Under Review

On the nineteenth-century origins of significance testing and p-hacking

Significance testing p-value confidence interval p-hacking history of statistics Laplace Gauss Fourier Cournot Edgeworth Pearson Fisher Neyman

Cite as:

Glenn Shafer (2019). On the nineteenth-century origins of significance testing and p-hacking. RESEARCHERS.ONE, https://www.researchers.one/article/2019-09-22.

Abstract:

This paper examines the development of Laplacean practical certainty from 1810, when Laplace proved his central limit theorem, to 1925, when Ronald A. Fisher published his Statistical Methods for Research Workers.

Although Laplace's explanations of the applications of his theorem were accessible to only a few mathematicians, expositions published by Joseph Fourier in 1826 and 1829 made the simplest applications accessible to many statisticians. Fourier suggested an error probability of 1 in 20,000, but statisticians soon used less exigent standards.
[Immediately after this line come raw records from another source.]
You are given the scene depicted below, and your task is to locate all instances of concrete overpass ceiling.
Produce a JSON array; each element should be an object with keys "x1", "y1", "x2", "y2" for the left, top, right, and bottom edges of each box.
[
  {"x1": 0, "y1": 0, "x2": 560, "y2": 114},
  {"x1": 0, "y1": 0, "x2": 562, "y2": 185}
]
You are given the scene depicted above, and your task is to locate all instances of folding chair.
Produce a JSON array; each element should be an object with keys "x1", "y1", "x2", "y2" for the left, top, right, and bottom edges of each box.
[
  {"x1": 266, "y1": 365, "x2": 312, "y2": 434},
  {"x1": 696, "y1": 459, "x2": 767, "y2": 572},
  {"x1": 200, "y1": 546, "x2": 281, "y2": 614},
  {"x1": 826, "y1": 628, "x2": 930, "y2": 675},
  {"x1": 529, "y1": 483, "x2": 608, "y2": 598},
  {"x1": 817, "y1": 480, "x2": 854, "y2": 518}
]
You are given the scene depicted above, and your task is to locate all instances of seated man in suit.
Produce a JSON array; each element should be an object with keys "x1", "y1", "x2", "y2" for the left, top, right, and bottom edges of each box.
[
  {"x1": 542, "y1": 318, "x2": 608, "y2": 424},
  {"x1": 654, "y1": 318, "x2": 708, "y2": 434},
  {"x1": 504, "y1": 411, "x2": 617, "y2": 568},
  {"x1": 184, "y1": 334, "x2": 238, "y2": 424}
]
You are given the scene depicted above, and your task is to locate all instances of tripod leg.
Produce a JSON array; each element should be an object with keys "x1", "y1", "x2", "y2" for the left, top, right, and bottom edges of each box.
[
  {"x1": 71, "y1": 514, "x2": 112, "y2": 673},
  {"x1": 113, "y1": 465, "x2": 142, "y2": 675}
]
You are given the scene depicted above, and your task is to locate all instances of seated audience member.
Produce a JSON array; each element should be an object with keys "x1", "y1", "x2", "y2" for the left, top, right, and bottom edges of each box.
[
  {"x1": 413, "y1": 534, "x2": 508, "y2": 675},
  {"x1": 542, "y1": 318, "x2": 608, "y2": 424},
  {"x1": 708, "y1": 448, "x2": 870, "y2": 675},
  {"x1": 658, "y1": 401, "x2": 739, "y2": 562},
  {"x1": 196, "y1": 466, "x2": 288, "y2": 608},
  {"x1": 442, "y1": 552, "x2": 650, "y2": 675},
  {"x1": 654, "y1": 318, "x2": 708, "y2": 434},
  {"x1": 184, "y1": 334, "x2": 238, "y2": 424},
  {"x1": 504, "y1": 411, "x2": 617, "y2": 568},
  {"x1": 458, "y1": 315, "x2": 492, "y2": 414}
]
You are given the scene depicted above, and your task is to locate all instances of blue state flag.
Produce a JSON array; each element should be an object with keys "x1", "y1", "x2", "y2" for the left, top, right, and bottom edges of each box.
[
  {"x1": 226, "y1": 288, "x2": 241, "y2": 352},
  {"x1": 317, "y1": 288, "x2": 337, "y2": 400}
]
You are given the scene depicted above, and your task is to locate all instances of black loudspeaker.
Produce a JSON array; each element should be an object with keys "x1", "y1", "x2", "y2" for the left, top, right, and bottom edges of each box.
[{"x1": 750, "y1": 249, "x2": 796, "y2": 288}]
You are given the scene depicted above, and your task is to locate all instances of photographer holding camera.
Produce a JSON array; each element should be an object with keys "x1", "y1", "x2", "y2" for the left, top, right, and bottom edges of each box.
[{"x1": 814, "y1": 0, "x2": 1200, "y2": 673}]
Abuses, including p-hacking, helped discredit Laplace's theory in France to the extent that it was practically forgotten there by the end of the 19th century, yet it survived elsewhere and served as the starting point for Karl Pearson's biometry.
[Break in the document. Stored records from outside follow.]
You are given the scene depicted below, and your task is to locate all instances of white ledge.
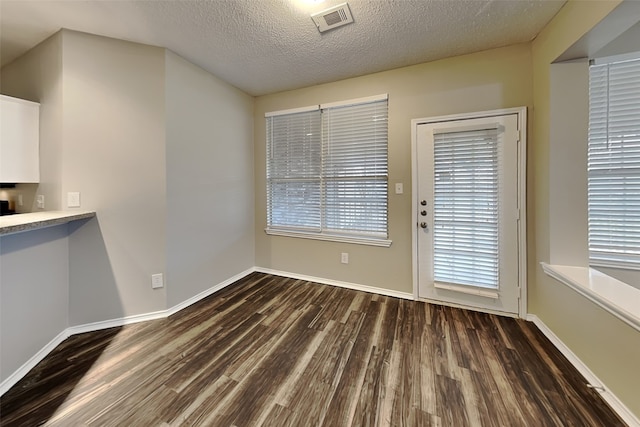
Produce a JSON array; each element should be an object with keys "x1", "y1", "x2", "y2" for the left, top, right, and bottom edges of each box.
[
  {"x1": 0, "y1": 211, "x2": 96, "y2": 236},
  {"x1": 540, "y1": 262, "x2": 640, "y2": 331}
]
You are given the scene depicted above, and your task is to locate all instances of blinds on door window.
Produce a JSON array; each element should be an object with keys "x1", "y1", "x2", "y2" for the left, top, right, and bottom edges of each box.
[
  {"x1": 588, "y1": 56, "x2": 640, "y2": 268},
  {"x1": 266, "y1": 95, "x2": 390, "y2": 244},
  {"x1": 433, "y1": 129, "x2": 500, "y2": 289}
]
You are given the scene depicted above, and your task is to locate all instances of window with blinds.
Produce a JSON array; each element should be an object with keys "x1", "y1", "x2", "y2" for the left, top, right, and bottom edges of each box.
[
  {"x1": 588, "y1": 60, "x2": 640, "y2": 269},
  {"x1": 266, "y1": 95, "x2": 388, "y2": 246},
  {"x1": 433, "y1": 129, "x2": 500, "y2": 289}
]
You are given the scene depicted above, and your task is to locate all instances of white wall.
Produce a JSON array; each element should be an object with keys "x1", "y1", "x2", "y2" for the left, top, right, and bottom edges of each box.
[
  {"x1": 166, "y1": 51, "x2": 255, "y2": 307},
  {"x1": 0, "y1": 33, "x2": 63, "y2": 212},
  {"x1": 0, "y1": 225, "x2": 69, "y2": 382},
  {"x1": 60, "y1": 30, "x2": 167, "y2": 326}
]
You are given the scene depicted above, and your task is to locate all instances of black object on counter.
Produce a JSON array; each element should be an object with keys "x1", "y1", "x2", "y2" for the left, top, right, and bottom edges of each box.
[{"x1": 0, "y1": 200, "x2": 16, "y2": 215}]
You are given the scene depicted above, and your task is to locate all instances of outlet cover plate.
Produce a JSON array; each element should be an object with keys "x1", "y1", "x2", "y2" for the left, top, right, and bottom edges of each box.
[
  {"x1": 67, "y1": 191, "x2": 80, "y2": 208},
  {"x1": 151, "y1": 273, "x2": 164, "y2": 289}
]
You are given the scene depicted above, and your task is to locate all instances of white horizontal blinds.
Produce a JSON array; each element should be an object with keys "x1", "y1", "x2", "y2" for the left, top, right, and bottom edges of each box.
[
  {"x1": 588, "y1": 60, "x2": 640, "y2": 268},
  {"x1": 266, "y1": 109, "x2": 322, "y2": 231},
  {"x1": 433, "y1": 129, "x2": 500, "y2": 289},
  {"x1": 322, "y1": 98, "x2": 388, "y2": 238}
]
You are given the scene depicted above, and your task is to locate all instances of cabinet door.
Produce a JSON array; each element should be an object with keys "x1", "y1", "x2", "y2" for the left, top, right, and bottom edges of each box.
[{"x1": 0, "y1": 95, "x2": 40, "y2": 183}]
The probability that a normally distributed random variable is more than three probable errors from its mean is approximately 5%. When Fisher published his Statistical Methods, three probable errors was a common standard for likely significance. Because he wanted to enable research workers to use distributions other than the normal -- the t distributions, for example --- Fisher replaced three probable errors with 5%.
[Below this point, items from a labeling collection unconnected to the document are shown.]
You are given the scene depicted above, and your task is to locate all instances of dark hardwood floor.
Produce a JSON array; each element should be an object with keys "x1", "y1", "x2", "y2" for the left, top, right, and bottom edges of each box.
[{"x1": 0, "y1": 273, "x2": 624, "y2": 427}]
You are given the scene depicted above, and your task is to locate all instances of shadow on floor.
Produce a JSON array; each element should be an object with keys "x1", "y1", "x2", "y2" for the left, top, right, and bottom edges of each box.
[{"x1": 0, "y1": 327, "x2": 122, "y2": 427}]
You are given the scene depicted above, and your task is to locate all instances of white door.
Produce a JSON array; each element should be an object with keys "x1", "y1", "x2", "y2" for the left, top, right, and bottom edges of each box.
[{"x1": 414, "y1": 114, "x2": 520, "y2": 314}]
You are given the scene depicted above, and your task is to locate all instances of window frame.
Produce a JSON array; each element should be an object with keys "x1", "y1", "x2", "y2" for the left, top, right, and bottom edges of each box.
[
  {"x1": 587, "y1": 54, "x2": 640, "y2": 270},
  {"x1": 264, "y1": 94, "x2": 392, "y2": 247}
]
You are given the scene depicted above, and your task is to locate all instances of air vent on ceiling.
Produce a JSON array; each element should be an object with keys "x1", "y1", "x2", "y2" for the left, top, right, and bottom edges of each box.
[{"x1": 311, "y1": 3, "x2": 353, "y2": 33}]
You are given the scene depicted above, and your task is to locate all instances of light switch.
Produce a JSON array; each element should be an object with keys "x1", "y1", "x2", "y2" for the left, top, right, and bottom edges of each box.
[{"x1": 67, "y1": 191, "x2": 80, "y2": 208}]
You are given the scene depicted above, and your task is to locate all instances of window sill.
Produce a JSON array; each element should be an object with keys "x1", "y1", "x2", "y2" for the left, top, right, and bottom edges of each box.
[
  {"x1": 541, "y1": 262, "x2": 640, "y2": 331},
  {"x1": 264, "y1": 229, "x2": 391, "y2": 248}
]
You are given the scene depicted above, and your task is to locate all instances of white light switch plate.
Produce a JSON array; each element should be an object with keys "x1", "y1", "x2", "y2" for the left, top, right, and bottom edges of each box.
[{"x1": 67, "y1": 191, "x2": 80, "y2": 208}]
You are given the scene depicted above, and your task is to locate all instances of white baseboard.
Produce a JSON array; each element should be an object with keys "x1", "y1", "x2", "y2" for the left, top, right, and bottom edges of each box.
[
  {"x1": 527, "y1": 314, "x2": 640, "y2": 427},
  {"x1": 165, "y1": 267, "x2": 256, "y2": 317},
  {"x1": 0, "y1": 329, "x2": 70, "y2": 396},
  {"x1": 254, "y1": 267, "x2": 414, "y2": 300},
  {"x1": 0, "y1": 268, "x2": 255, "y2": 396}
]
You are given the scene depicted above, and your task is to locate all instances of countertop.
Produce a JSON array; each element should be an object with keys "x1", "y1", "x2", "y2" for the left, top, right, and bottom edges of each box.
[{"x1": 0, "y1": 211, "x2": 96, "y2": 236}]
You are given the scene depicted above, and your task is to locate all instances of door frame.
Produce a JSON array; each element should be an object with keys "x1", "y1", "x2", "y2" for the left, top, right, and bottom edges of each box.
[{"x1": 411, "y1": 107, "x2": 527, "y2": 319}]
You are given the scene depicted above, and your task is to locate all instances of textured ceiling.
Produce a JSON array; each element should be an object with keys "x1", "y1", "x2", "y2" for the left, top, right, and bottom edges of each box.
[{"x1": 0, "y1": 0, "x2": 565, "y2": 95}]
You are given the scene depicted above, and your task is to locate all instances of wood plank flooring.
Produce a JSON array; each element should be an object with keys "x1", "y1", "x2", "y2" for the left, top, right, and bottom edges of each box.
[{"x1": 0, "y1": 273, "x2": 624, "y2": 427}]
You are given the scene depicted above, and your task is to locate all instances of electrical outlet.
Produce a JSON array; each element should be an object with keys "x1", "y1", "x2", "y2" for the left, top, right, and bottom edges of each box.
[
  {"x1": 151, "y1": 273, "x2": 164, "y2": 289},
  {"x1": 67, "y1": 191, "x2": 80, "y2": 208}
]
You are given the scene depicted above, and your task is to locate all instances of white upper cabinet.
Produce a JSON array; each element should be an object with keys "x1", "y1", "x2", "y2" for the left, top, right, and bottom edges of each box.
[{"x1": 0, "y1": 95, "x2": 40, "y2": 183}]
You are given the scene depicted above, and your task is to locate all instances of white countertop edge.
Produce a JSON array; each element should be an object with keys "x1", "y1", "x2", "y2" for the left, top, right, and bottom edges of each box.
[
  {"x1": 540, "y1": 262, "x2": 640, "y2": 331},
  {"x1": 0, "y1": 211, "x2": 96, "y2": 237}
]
The use of significant after Fisher differs from its use by Pearson before 1920. In Pearson's Biometrika, a significant difference was an observed difference that signified a real difference. Biometrika's authors sometimes said that an observed difference is likely or very likely to be significant, but they never said that it is very significant, and they did not have levels of significance. Significance itself was not a matter of degree.

What might this history teach us about proposals to curtail abuses of statistical testing by changing its current vocabulary (p-value, significance, etc.)? The fact that similar abuses arose before this vocabulary was introduced suggests that more substantive changes are needed.